Memo to Peggy Noonan and the WSJ: Churchill was NOT a drunk

Memo to Peggy Noonan and the WSJ: Churchill was NOT a drunk

On 15 June in the Wall Street Jour­nal opin­ion colum­nist Peg­gy Noo­nan wrote a per­cep­tive piece about the prospects and chal­lenges for Boris John­son as Britain’s new Prime Min­is­ter: “Eng­land Needs a Slap, and So Does Chi­na” (sor­ry, that link car­ries a paywall).

It was a good col­umn, say­ing essen­tial­ly what Britons of all stripes were say­ing to me on a recent visit.

“Talk to me about any­thing, except Brex­it.” “Right, we vot­ed, so let’s get on with it.” “We’re tired of plat­i­tudes and use­less debates.”  “Keep did­dling and we end up with Cor­byn.” “Just do it.” (Or as Hen­ry Joy, a famous Pres­i­dent of the Packard Motor Car Com­pa­ny liked to say: “Let’s do some­thing, even if it’s wrong!”)

Crikey, it’s not the end of the world. Leave the Euro­pean Union by 31 Octo­ber, one way or the oth­er, and trade pacts beck­on for the world’s #5 econ­o­my. Amer­i­ca, Cana­da, Aus­tralia, New Zealand, India, Chi­na the Pacif­ic Rim—they’re all ready to deal. And in the end, the Euro­peans will be too. Can’t afford not to. They sell the UK far more stuff than the UK sells them. (See “Bri­tan­nia Waives the Rules,” June, 2016.)

Noonan on Churchill

Sofari so goody, as Churchill once remarked from East Africa. But then Ms. Noo­nan thought to engage in a pot­shot at the great­est Briton—part-compliment, part dri­ve-by shooting:

Mr. Johnson’s admir­ers have the grat­ing habit of com­par­ing him to Win­ston Churchill, a flawed out­sider with imper­fect judg­ment but the right man for 1939. But Churchill was an authen­tic genius who wrote a mas­ter­piece of the Eng­lish lan­guage while drunk and went to war hung over. He was a gigan­tic char­ac­ter. Boris John­son is mere­ly a big one, and a show­man. No one knows what he will achieve, but he sure­ly knows he must deliv­er. My friend the his­to­ri­an believes Mr. John­son can rein­vig­o­rate Britain, “which has lost con­fi­dence in itself after spend­ing the last three years on bend­ed knee.”

Hold on there!

To the Editor, Wall Street Journal:

A fine writer like Peg­gy Noo­nan should not blithe­ly repeat such emp­ty canards about Win­ston Churchill as she offered on June 15th (“Eng­land Needs a Slap, and So Does China.”)

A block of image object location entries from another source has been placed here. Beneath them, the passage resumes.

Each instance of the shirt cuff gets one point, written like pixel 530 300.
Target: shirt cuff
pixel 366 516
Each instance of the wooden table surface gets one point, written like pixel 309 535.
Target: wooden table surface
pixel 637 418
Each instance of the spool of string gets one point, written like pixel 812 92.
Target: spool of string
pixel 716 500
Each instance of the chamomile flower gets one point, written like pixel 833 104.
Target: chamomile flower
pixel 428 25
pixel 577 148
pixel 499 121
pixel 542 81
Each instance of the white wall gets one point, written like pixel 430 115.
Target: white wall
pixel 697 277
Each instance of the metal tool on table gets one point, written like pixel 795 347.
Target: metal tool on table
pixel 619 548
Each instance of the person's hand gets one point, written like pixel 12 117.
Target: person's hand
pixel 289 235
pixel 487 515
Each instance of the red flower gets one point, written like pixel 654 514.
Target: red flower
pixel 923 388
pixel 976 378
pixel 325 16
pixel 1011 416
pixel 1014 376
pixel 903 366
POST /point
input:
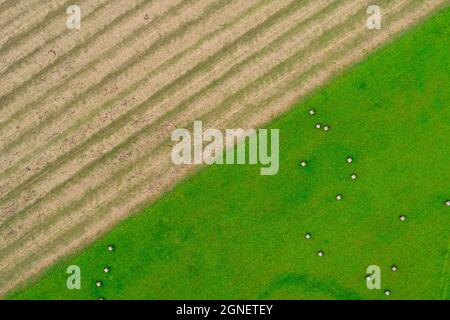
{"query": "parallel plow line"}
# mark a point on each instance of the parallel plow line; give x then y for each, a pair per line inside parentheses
(82, 216)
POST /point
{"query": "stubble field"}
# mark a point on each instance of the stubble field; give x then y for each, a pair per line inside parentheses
(86, 115)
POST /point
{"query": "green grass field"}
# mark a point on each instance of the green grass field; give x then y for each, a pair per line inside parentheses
(229, 233)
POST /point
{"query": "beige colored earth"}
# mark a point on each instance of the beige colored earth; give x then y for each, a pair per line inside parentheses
(86, 115)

Churchill had flaws, but he did not write “a mas­ter­piece of the Eng­lish lan­guage while drunk.” Nor is it true that he “went to war hung over.”

His alco­hol capac­i­ty was con­sid­er­able, and he him­self fanned the image. But his leg­endary high­ball was a tum­bler of water with an ounce of whisky, “Scotch-fla­vored mouth­wash.”  His cham­pagne was dilut­ed by stretch­ing his habit­u­al pint over a three hour dinner.

One doesn’t con­duct 900 meet­ings of the War Cab­i­net and Defense Com­mit­tee drunk. In forty years of research I found just one instance where any­one found him the worse for drink. That was at Teheran in 1943, when a body­guard helped him back to the British Embassy after a late night of toasts with the Rus­sians. Even then, he said, “the PM was still walk­ing, and upright.”

Ms. Noo­nan is right to say that Boris John­son is not Churchill. (Per­haps there should be an arti­cle, “Stop Com­par­ing Churchill to Every­body.” No one else served in four wars and wrote five books by age 25, held all but one major office of state, was twice prime min­is­ter, wrote fifty books and won a Nobel Prize.)

That makes him quite incom­pa­ra­ble, despite the igno­rant plaints of muck­rak­ing authors and social media. Ms. Noo­nan is not among those.